Kawasaki dijo que podría haber jurado que Swift había hecho cola para tomar un café con Selena Gómez, una compañera estrella del pop; Brittany Mahomes, cuyo esposo, Patrick Mahomes, es mariscal de campo de los Kansas City Chiefs y compañero de equipo del novio de Swift, Travis Kelce; y una mujer más.

Los representantes de la señora Gómez dijeron que ella no estaba en Tokio. Y un portavoz de los Chiefs, que se enfrentarán a los 49ers de San Francisco en el Super Bowl este fin de semana, no respondió a un correo electrónico preguntando si Mahomes estaba en Japón.

El viernes por la noche, una Swiftie, Jazmine Sydney Tanay, de 23 años, una fiel seguidora durante 16 años que había volado esa mañana desde Filipinas, vio su deseo hecho realidad en más de un sentido.

Antes del concierto, mientras comía una bola de arroz en un puesto de comida dentro de la cúpula, dijo que esperaba que Swift le contara directamente a la audiencia sobre su próximo álbum.

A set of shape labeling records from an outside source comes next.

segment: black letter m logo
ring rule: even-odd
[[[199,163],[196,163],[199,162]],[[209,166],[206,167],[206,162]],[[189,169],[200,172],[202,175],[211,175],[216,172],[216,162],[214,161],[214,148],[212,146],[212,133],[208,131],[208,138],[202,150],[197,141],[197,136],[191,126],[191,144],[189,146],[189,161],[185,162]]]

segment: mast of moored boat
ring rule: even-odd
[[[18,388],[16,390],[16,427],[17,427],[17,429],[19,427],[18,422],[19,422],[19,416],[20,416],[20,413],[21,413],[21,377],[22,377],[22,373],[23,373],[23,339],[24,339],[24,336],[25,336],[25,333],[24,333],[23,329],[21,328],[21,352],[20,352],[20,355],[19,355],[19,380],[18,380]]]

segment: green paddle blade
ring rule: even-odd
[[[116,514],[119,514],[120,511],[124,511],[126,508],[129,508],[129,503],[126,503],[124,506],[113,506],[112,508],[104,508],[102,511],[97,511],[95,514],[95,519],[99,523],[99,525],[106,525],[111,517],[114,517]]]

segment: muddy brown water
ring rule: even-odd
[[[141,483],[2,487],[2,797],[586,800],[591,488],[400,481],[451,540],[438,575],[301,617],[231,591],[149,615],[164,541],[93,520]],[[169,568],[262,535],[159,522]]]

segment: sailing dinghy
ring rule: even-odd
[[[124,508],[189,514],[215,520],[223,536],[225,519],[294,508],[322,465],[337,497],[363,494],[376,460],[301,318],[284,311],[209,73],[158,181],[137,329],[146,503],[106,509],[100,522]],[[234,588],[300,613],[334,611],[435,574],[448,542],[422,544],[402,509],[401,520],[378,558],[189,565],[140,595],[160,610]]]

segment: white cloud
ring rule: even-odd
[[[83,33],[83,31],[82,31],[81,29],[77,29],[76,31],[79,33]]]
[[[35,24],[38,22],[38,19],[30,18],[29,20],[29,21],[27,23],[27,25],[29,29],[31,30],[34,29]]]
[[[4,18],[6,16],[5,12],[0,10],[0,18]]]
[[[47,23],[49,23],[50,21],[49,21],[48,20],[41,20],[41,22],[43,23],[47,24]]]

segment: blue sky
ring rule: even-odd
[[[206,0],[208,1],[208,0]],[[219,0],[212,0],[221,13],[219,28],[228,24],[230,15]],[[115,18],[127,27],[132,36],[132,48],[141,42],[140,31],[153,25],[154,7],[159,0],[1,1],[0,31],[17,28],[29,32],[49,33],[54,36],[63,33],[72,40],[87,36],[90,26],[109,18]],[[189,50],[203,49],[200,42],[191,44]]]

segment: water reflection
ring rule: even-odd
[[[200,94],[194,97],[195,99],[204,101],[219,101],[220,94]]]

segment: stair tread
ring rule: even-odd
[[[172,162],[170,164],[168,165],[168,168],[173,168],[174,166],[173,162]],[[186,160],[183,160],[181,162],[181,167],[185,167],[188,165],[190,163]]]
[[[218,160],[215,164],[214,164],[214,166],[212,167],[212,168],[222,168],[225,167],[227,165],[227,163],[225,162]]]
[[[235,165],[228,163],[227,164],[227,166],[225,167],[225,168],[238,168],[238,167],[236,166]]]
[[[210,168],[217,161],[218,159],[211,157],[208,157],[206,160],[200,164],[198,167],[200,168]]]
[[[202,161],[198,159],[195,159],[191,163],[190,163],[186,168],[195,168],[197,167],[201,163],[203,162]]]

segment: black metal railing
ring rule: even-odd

Cuando comenzó el espectáculo, la Sra. Swift hizo precisamente eso. Trabajando entre la multitud, dijo que los fanáticos en Tokio eran los más elegantes. Mirando hacia la cúpula, les dijo que se había pronunciado la palabra «kawaii», que en japonés significa lindo.

Cuando la Sra. Swift se lanzó a “Cruel Summer” de su álbum de 2019, “Lover”, el público se puso de pie de un salto, haciendo temblar las gradas. Aún no se sabe si la actividad se registró en algún sismómetro.

Muktita Suhartono contribuyó con informes.